NAPLES, Florida — You may not know the name of Xiamen, China-based company LSI Art Co., but increasingly it's becoming a must-check destination for living artists — though not necessarily for happy reasons. LSI's website Oilpaintings-supplier.com offers copies of paintings, many of them in the public domain, but many more by living, largely unrecognized artists who generally still expect to be paid for what they do (Stone Roberts, an artist who is currently highlighed at the Museum of the City of New York, is one such painter). And at least one of these artists has had enough.
Elaine Murphy, a painter who lives and works in Naples, first heard about the site this past July when she received an email from Fergal Keane, an art dealer who works in London. Murphy was “shocked” to find 8-by-10-inch reproductions of her abstracted portraits of cavorting nude figures being sold under her own name on the site, and that paintings she would generally sell for $4,000 were available on the site for just $20. Seeking advice from her dealer, Mary Jane Cohen, Murphy was directed to the Miami artist advocacy firm LegalArt, and eventually filed a report with the FBI.
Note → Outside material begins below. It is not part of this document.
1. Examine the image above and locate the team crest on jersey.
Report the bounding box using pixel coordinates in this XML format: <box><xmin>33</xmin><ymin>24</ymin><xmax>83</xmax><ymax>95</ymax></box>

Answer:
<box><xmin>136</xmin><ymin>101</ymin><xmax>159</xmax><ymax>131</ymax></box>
“It's just amazing,” Murphy told ARTINFO, explaining that until her lawyer in Miami can establish that they've been selling her paintings in the US, her only recourse is to politely ask LSI Art Co to stop.
While the legal and ethical factors at play in Murphy's dispute are amply discussed in the age of appropriation-based art, because Murphy and her peers operate at a more accessible end of the art market, it can be far more difficult to draw attention and make demands than it would be for someone represented by a prestigious gallery in London or New York. “I just wonder if I can make other artists aware of this,” she said. “Not only are they using my name, signing my name, but they’re duplicates of my paintings! There’s nothing changed.”